Sealskin under the spotlight at Nunavut photo shoot
Initiative part of circumpolar push to find new markets for sealskin products
From purses and pillows to mitts and stilettos, sealskin products of every size were under the spotlight on a recent afternoon at Iqaluit’s francophone centre, as part of a photo shoot organized by the Nunavut government’s fisheries and sealing division.
The shoot was meant to provide professionally taken photos to crafters who work with sealskin, while also bolstering the division’s image library that is used in promotional and marketing materials for undertakings like Nunavut Sealing and a new project the division is spearheading called The Circumpolar Crafters Network.
Formed at the end of 2018, the network was developed to find new, collaborative ways of bringing awareness to crafters working with fur and leather in circumpolar countries.
“We just started recognizing that it was great to have meetings with high-level officials and to find out what the business environment was like, find out what the market would have been like for seals—kind of rebuild that social-economic trust, so people understood that this was an Indigenous harvest from the Canadian Arctic and that there’s nothing wrong with the seal populations and so on—but we weren’t really getting at the crafters, the people who are actually going to be using the materials,” said Janelle Kennedy, manager of program delivery.

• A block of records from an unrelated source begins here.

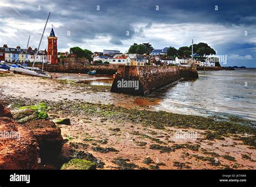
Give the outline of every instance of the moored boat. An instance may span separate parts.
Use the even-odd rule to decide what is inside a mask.
[[[31,70],[24,68],[22,66],[17,64],[13,64],[10,67],[10,70],[11,71],[14,71],[14,73],[19,73],[25,75],[36,76],[37,77],[44,78],[52,78],[52,76],[48,74],[46,71],[40,69],[37,70]]]
[[[87,73],[89,75],[95,75],[96,74],[96,70],[90,70],[87,72]]]

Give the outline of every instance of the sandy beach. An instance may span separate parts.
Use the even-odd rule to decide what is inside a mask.
[[[248,120],[155,111],[157,99],[111,93],[109,86],[14,74],[0,74],[0,99],[11,111],[45,103],[50,120],[70,119],[59,125],[61,159],[91,153],[98,169],[256,168]]]

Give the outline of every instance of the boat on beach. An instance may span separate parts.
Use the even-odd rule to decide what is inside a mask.
[[[4,63],[0,63],[0,71],[10,71],[10,66],[5,64]]]
[[[18,64],[13,64],[10,68],[10,70],[14,73],[19,73],[25,75],[36,76],[37,77],[44,77],[44,78],[52,78],[52,76],[48,73],[41,69],[33,69],[33,70],[29,70]]]
[[[89,75],[95,75],[96,74],[96,70],[90,70],[87,72]]]
[[[43,33],[42,34],[41,39],[40,42],[39,43],[38,47],[37,48],[37,53],[36,53],[36,54],[35,55],[36,56],[37,56],[37,54],[38,54],[38,51],[39,51],[39,47],[40,47],[40,45],[41,44],[42,39],[43,39],[43,37],[44,33],[44,31],[45,30],[45,27],[46,26],[47,23],[48,22],[48,20],[49,20],[49,17],[50,17],[50,13],[51,13],[51,12],[49,12],[49,14],[48,15],[48,17],[47,18],[47,20],[46,20],[46,22],[45,23],[45,25],[44,26],[44,30],[43,30]],[[29,40],[28,41],[28,45],[27,45],[26,49],[26,52],[28,51],[28,47],[29,44],[30,38],[30,35],[29,37]],[[24,49],[23,51],[22,51],[21,52],[21,53],[23,53],[24,50],[25,49]],[[41,69],[39,69],[38,68],[34,67],[35,62],[33,62],[33,66],[32,67],[26,67],[23,66],[22,66],[19,64],[16,63],[16,62],[18,61],[18,59],[19,59],[19,57],[18,56],[18,58],[16,59],[15,62],[12,64],[5,64],[6,66],[8,66],[10,67],[9,70],[10,71],[13,71],[14,73],[21,73],[21,74],[25,74],[25,75],[35,76],[37,76],[37,77],[44,77],[44,78],[52,78],[52,76],[51,75],[50,75],[49,73],[43,70],[43,67],[44,67],[44,62],[42,62],[43,63],[43,66],[42,66],[42,69],[41,70]],[[36,58],[35,58],[35,59],[36,59]]]

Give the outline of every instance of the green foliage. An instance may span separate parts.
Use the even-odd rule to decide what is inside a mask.
[[[190,51],[190,48],[187,46],[183,46],[180,47],[179,49],[178,49],[178,54],[180,56],[184,56],[184,52],[185,51]]]
[[[92,52],[88,49],[85,49],[83,50],[84,52],[84,57],[85,57],[89,62],[92,61],[92,55],[93,54]]]
[[[192,45],[190,46],[190,49],[192,49]],[[213,48],[209,46],[208,44],[203,42],[194,44],[193,45],[193,51],[198,53],[200,56],[216,54],[215,51]]]
[[[49,109],[47,107],[47,104],[46,103],[41,103],[35,105],[20,107],[18,109],[25,110],[27,109],[31,109],[36,111],[37,113],[37,119],[46,119],[48,118],[47,111]]]
[[[83,159],[73,159],[69,162],[64,163],[60,169],[88,170],[95,169],[96,169],[96,165],[91,161]]]
[[[139,45],[134,43],[133,45],[130,47],[130,48],[128,50],[128,53],[143,54],[145,53],[148,54],[149,53],[151,53],[152,51],[153,47],[149,43],[144,43]]]
[[[71,47],[70,49],[71,54],[75,54],[77,55],[77,58],[86,57],[89,61],[92,60],[92,52],[88,49],[82,49],[79,47]]]
[[[70,49],[71,54],[75,54],[77,55],[77,58],[84,57],[85,55],[84,51],[79,47],[71,47]]]
[[[146,53],[147,55],[149,55],[150,53],[152,52],[154,48],[152,46],[151,44],[150,43],[143,43],[142,45],[145,47],[146,49]]]
[[[185,50],[183,52],[184,55],[185,56],[188,56],[191,54],[191,52],[188,50]]]
[[[102,63],[102,60],[96,60],[94,61],[95,63]]]
[[[175,56],[178,55],[178,50],[174,47],[170,46],[167,51],[167,55],[169,56]]]

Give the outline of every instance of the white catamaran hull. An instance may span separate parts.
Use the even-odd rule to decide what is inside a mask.
[[[14,72],[17,71],[18,73],[21,73],[26,74],[26,75],[36,76],[38,77],[45,77],[45,78],[52,78],[51,75],[44,74],[38,73],[35,71],[30,70],[29,69],[22,68],[19,67],[11,67],[11,68],[10,68],[10,70]]]

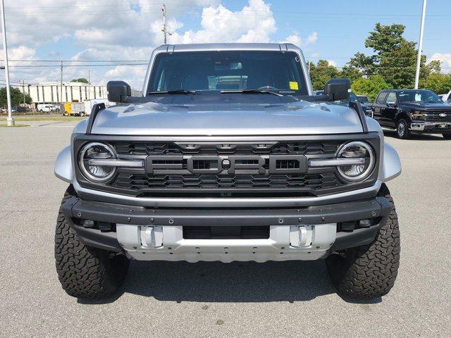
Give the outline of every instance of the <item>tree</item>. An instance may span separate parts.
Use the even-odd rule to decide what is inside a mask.
[[[368,78],[361,77],[351,85],[352,92],[358,95],[366,95],[370,101],[373,101],[381,90],[391,88],[383,77],[378,75],[371,75]]]
[[[431,74],[420,81],[420,87],[437,94],[446,94],[451,90],[451,74]]]
[[[381,56],[378,74],[393,88],[413,88],[416,64],[415,44],[404,40],[391,52]]]
[[[351,83],[357,79],[362,78],[362,73],[357,68],[352,66],[345,66],[340,72],[340,77],[350,79]]]
[[[19,106],[23,104],[23,94],[17,88],[10,87],[10,92],[11,94],[11,106]],[[32,99],[30,95],[25,94],[25,103],[31,104]],[[8,105],[8,100],[6,98],[6,87],[4,87],[0,88],[0,106],[6,107]]]
[[[417,50],[416,44],[402,36],[402,25],[384,25],[376,23],[365,40],[365,47],[371,48],[373,54],[357,53],[348,64],[367,76],[379,74],[390,87],[412,88],[415,80]],[[440,72],[440,64],[435,61],[426,65],[426,56],[421,56],[420,78],[426,79],[431,73]]]
[[[73,79],[70,80],[71,82],[81,82],[81,83],[89,83],[89,82],[85,77],[80,77],[79,79]]]
[[[324,84],[330,79],[340,77],[340,72],[332,65],[329,65],[327,60],[319,60],[315,65],[313,62],[309,62],[310,79],[311,85],[314,90],[321,90],[324,89]]]

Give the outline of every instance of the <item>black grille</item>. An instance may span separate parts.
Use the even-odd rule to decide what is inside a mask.
[[[302,142],[261,142],[189,144],[154,142],[116,142],[118,155],[165,155],[165,154],[295,154],[302,155],[333,154],[337,151],[337,141]]]
[[[446,116],[440,116],[440,114],[446,114]],[[424,120],[428,122],[451,122],[451,111],[428,111],[425,113]]]
[[[153,160],[153,164],[164,165],[170,167],[175,164],[173,159],[165,160],[166,156],[175,155],[326,155],[333,156],[337,151],[340,143],[338,141],[324,142],[233,142],[221,143],[188,143],[188,142],[125,142],[113,143],[119,156],[132,157],[133,156],[145,157],[146,156],[160,156],[158,159]],[[216,160],[214,161],[216,163]],[[252,162],[252,163],[251,163]],[[254,159],[240,160],[239,164],[256,164]],[[193,169],[211,169],[211,161],[194,160]],[[185,172],[187,168],[186,158],[181,157],[177,161]],[[215,164],[214,163],[214,164]],[[278,170],[292,170],[299,168],[299,163],[293,159],[277,159],[276,168]],[[110,183],[111,187],[133,192],[135,194],[158,196],[159,194],[182,193],[198,194],[203,192],[222,196],[233,193],[237,196],[240,192],[249,192],[255,194],[257,192],[278,192],[285,195],[292,192],[302,190],[306,196],[314,196],[316,190],[328,188],[336,188],[345,185],[340,182],[333,170],[327,172],[309,173],[268,173],[268,160],[266,159],[263,167],[266,174],[221,173],[192,174],[185,173],[144,173],[119,169],[119,173],[115,180]],[[156,166],[155,168],[157,168]],[[293,192],[294,193],[294,192]],[[216,196],[216,195],[215,195]],[[299,195],[297,195],[299,196]]]
[[[334,172],[290,175],[140,175],[120,173],[118,188],[142,189],[326,189],[341,185]]]
[[[183,227],[183,238],[185,239],[268,239],[269,227]]]

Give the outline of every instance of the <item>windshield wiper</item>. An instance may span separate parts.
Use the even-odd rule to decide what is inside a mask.
[[[159,94],[196,94],[195,90],[177,89],[177,90],[163,90],[160,92],[149,92],[147,95]]]
[[[281,94],[276,93],[276,92],[271,92],[266,89],[242,89],[242,90],[221,90],[221,94],[271,94],[271,95],[276,95],[278,96],[283,96]]]

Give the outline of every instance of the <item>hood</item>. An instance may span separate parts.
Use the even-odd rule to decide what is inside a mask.
[[[99,113],[93,134],[237,136],[362,132],[356,112],[326,103],[116,106]]]
[[[405,102],[400,104],[400,106],[409,108],[410,109],[419,109],[421,111],[451,111],[451,104],[446,102]]]

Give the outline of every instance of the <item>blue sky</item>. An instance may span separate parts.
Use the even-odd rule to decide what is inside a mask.
[[[163,2],[173,33],[169,43],[288,41],[299,44],[307,58],[325,58],[338,66],[365,51],[364,41],[376,23],[404,25],[405,37],[416,40],[422,5],[422,0],[5,2],[10,59],[22,61],[11,62],[13,81],[55,82],[58,63],[37,60],[63,59],[73,61],[65,62],[65,80],[86,77],[89,70],[94,83],[123,79],[138,88],[144,65],[94,67],[92,61],[147,60],[162,43]],[[451,4],[429,0],[423,51],[440,59],[447,73],[451,70],[450,34]],[[37,67],[44,65],[49,67]]]

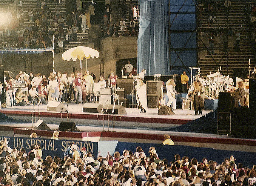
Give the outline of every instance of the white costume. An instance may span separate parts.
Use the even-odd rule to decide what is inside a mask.
[[[170,106],[171,103],[173,103],[173,110],[176,109],[176,99],[175,99],[175,93],[173,91],[174,87],[172,85],[166,84],[166,90],[167,91],[167,96],[169,101],[166,105]],[[174,97],[173,96],[174,95]]]

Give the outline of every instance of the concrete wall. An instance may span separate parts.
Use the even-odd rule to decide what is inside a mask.
[[[137,57],[137,37],[109,37],[102,40],[105,76],[115,71],[116,61]]]

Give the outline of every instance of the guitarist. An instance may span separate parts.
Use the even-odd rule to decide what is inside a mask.
[[[167,91],[167,96],[169,98],[169,101],[166,105],[168,107],[171,106],[171,104],[173,103],[172,109],[176,109],[176,99],[175,99],[175,93],[174,90],[175,89],[175,83],[173,79],[170,79],[166,81],[166,90]]]

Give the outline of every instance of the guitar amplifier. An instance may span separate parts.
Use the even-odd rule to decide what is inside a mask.
[[[111,89],[108,88],[102,88],[100,90],[100,94],[101,95],[111,95]]]
[[[148,108],[158,108],[159,97],[157,95],[148,95]]]

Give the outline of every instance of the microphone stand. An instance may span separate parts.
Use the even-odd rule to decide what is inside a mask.
[[[42,100],[42,98],[41,98],[41,99],[39,100],[39,102],[38,102],[38,120],[39,120],[40,119],[40,112],[39,112],[39,104],[41,102],[41,101]]]

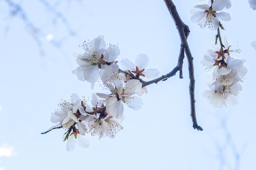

The Circumpolar Crafters Network’s mandate is to explore and develop new markets to promote sales of these products, including sealskin.
It’s been nearly a decade since the EU implemented the ban on seal products that has caused a long list of well-documented problems both in Nunavut and across the Arctic.
For Kennedy, the network is not just about getting a bigger market but also a more meaningful one by connecting crafters.
“If you do that and you link the crafters together, it’s organic, it’s self-sustaining, they will take care of themselves,” said Kennedy.
Eventually, the network plans to launch an online store.
“The e-commerce site isn’t just for people to sell sealskin products, they’ll also be able to buy each other’s stuff, their raw materials. So when a crafter here wants to use traditionally made fish-skin leather from Norway on their sealskin keychain, or a pair of earrings, they’ll be able to have that exchange,” said Kennedy.
For now the online store is a work in progress, but building a photo library was an important next step.
Last Wednesday’s photo shoot in Iqaluit drew a number of local crafters, including Nicole Camphaug, an Iqaluit resident and owner of ENB Artisan.
“I think it’s nice to have a professional photographer here to take good-quality photos,” she said, as the photographer carefully framed a pair of her sealskin stilettos.
Camphaug was also part of the Circumpolar Crafters Network group that travelled to Europe earlier this year to present and sell sealskin products.
“It was really exciting because you got to talk to people and tell them where you’re from and what you do with the seal and how important it is to us,” said Camphaug.
According to Kennedy, who was also on the trips earlier in the year, people were very receptive, particularly at Riddu Riđđu—an annual international Indigenous festival in Kåfjord, Norway—where the Circumpolar Crafters Network tent sold more than $27,000 worth of sealskin goods in two days.
Kennedy is optimistic about the future of the sealskin market.
“Things have definitely changed, we just need to keep it up,” she said.
Ultimately she hopes that the network will be able to stand on its own, as a completely separate entity from the fisheries and sealing division.
In the meantime, work will continue and sealskin product photo shoots—like the one in Iqaluit—are also being planned for Pangnirtung and Ottawa.